AA Edit | Daring Rescue; But End War Fast
Earlier, an uninjured pilot who too had bailed out from the same aircraft had been rescued. By the looks of it, getting both airmen out is an amazing operation that, perhaps, equals such rescues during the Bosnia war or the elimination of Osama bin Laden in Abbottabad in Pakistan in the dead of night in a Special Forces ops. Not only precision but speed is of the essence in such complex operations

In a daring mission deep into enemy land and spotting a distressed airman who had bailed out of a F-15 E Strike Eagle jet, US forces found him and successfully exfiltrated the colonel.

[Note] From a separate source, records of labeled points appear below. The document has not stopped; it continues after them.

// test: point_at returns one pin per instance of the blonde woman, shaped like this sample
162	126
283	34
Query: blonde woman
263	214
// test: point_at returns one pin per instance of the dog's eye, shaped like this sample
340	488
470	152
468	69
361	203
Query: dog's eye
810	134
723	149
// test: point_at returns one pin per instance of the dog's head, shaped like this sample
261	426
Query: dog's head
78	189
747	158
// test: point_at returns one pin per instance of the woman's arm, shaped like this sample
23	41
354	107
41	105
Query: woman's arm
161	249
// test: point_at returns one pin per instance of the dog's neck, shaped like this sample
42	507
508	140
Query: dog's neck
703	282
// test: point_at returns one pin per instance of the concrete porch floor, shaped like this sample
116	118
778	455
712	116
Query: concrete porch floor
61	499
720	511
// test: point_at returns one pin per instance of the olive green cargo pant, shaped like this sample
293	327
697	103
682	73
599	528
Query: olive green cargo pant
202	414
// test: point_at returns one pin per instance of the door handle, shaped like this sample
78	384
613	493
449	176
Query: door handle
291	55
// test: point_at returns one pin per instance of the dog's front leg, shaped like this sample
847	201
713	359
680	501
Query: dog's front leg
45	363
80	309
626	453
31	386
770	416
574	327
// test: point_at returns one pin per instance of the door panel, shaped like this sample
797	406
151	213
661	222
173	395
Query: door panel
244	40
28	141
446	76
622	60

The mission comes like a rainbow lighting up the sky in front of a bank of dark clouds as the USA and Iran are threatening to blast each other to hell and beyond in a needless war that has gone on too long already.
This is the latest example of extremely complex missions to locate and extricate military personnel in a kind of operation that will become part of military textbooks even as Hollywood replicates it on celluloid. The night operation was one very few military powers may be able to launch with dozens of aircraft and hundreds of troops in an alien country.

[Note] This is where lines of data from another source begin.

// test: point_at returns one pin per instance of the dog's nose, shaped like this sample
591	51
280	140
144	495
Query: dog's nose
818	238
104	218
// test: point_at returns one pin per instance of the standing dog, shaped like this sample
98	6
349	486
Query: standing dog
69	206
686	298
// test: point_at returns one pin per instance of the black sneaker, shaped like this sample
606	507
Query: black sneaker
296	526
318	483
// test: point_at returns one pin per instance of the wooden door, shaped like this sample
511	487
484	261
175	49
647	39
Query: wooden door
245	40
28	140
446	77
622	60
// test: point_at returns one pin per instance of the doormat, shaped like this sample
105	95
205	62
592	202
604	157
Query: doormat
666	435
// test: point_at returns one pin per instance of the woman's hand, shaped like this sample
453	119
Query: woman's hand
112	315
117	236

Earlier, an uninjured pilot who too had bailed out from the same aircraft had been rescued. By the looks of it, getting both airmen out is an amazing operation that, perhaps, equals such rescues during the Bosnia war or the elimination of Osama bin Laden in Abbottabad in Pakistan in the dead of night in a Special Forces ops. Not only precision but speed is of the essence in such complex operations.
It is moot whether the success of the rescue would convince the US President Donald Trump that he should declare total victory and call off the war at once. He might even be inclined to if not for the fact that Iran seems to be coping well within the abyss of warfare and holding its own even as it has shot down close to 20 manned and unmanned flying machines of the US, like aircraft and drones. The US itself has lost six other aircraft, an A-10 attack plane lost in operations, an AWACS and three F-15s lost to what is called ‘friendly fire’.

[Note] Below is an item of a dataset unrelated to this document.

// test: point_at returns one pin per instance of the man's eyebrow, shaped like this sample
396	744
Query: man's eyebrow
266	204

It is a pity that all the combatants involved, most of all Israel, are defying all the rules of war in shooting at all kinds of civilian infrastructure targets like petrochemical complexes, gas fields and bridges, besides such abhorrent excesses as shelling of health infrastructure buildings and schools. The sooner the madness ends, the better for all, including the rest of the world that will be hoping to see normality return to the choke point Strait of Hormuz.